A minimum wage does not mean that workers will receive a livable wage. It means that, at a particular time, the (local, state, or federal) government, in a particular area, thinks that workers should be paid a set minimum wage. That set wage might or might not be a livable wage depending on where and when the mandated wage is actively enforced.
The dollar’s buying power can strengthen or depreciate in value; but knowing where and when, in a market, is hard to predict. There are also different economies from city to city; what is a livable wage in NYC is vastly different from Albany, NY… or rather what a livable wage is in Burlington, VT is higher than in Wilmington, VT; and when comparing NYC to Burlington their economies and livable wages are drastically different as well.

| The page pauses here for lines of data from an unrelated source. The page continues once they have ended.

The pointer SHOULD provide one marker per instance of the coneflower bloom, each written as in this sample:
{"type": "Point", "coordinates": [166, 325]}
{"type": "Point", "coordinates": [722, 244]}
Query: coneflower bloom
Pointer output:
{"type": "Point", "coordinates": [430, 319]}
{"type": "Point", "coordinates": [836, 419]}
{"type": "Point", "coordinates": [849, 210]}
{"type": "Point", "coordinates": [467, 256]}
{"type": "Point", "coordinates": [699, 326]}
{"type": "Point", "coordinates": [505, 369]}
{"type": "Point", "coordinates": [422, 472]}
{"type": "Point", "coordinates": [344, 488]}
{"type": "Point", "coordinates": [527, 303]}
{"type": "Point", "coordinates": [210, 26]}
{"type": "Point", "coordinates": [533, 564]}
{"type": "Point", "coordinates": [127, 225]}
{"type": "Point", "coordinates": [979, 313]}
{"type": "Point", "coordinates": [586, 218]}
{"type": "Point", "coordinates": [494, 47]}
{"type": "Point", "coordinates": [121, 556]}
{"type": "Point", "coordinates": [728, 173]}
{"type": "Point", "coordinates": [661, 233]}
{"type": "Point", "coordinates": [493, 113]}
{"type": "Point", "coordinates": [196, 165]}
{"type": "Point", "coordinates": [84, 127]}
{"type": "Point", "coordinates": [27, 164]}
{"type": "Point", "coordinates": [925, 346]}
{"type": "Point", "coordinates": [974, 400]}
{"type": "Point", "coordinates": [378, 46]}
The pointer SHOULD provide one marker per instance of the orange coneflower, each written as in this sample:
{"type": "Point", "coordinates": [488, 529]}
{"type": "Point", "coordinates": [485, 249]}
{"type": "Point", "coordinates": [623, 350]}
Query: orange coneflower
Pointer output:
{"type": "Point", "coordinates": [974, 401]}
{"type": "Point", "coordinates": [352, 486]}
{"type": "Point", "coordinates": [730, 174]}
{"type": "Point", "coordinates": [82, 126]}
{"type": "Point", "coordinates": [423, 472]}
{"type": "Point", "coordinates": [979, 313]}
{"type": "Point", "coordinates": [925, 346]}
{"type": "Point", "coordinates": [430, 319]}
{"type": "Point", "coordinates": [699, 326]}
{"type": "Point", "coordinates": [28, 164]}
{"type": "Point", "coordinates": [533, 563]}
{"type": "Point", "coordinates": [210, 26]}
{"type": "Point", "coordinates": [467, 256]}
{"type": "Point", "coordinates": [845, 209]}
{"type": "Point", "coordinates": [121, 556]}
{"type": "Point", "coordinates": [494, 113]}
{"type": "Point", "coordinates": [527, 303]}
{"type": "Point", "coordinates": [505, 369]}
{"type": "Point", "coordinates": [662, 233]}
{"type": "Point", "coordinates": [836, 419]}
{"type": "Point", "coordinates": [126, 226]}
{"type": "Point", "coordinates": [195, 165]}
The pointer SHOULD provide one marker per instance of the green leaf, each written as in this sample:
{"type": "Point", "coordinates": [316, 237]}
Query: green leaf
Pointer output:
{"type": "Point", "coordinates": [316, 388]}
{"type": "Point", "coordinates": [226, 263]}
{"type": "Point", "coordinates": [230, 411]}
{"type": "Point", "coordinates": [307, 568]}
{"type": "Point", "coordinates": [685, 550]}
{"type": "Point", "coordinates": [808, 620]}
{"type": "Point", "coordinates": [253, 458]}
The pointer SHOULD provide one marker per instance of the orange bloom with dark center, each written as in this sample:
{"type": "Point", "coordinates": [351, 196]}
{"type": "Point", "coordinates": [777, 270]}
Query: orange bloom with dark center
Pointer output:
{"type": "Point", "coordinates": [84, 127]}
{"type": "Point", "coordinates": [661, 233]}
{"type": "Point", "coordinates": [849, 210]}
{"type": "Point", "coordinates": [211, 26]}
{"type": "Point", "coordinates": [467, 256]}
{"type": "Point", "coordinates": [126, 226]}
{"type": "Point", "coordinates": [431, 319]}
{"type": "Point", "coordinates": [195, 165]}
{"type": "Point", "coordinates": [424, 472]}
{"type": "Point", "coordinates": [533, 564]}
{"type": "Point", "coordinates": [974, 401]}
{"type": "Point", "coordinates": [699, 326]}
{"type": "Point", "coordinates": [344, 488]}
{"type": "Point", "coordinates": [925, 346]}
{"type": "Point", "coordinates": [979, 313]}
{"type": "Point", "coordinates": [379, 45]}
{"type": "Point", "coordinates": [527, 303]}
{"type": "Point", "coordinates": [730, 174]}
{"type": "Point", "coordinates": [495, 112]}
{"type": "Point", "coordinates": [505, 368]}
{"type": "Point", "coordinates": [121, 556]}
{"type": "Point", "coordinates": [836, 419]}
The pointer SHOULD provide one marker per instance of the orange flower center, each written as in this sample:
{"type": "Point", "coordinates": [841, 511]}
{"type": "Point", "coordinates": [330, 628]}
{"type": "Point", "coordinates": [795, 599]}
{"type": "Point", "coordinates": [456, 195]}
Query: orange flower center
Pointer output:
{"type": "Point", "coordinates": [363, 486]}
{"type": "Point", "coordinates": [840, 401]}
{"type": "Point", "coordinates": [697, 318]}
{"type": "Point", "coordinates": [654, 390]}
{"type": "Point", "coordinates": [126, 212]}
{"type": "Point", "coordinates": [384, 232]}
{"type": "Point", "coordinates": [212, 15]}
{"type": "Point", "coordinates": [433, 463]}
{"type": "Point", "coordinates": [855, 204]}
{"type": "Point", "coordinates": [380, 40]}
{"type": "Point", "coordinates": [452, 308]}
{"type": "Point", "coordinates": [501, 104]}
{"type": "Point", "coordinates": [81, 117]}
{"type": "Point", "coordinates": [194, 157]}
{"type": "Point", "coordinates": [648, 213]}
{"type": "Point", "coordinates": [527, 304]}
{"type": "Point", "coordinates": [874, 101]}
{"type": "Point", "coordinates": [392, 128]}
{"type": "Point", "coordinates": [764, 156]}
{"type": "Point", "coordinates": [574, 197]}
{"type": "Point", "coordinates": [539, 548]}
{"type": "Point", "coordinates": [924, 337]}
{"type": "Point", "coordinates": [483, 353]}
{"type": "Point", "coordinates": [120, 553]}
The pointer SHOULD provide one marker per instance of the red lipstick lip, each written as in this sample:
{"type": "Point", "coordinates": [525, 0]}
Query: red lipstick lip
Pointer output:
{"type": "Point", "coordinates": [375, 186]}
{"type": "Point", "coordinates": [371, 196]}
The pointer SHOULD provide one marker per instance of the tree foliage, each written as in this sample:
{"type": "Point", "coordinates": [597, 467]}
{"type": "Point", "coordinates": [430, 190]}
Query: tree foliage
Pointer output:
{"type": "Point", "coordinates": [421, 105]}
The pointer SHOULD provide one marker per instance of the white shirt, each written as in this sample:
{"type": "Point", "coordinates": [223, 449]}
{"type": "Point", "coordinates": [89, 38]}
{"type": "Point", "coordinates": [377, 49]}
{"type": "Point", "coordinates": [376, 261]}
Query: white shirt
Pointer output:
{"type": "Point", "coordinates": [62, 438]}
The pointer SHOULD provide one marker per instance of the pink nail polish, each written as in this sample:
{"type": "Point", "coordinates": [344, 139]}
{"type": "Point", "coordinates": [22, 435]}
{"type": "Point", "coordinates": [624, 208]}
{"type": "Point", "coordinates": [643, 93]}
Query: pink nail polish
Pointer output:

These differences makes it hard to predict and enforce a “livable” wage state wide, let alone a mandated minimum wage for the whole country.
Even without the problems with different economies and the difficulties at predicting the economic strength of a country in the future; employer’s business habits will also change to accommodate for the minimum wage. Being forced to pay more at a starting wage, they will likely; hire fewer employees and have each employee do more; hire skilled employees over unskilled employees; or invest in machines that can cut the costs of production.
So ultimately what minimum wage could be implemented? Time and the economic state will make a previous minimum wage inadequate for the worker or unaffordable for the employer.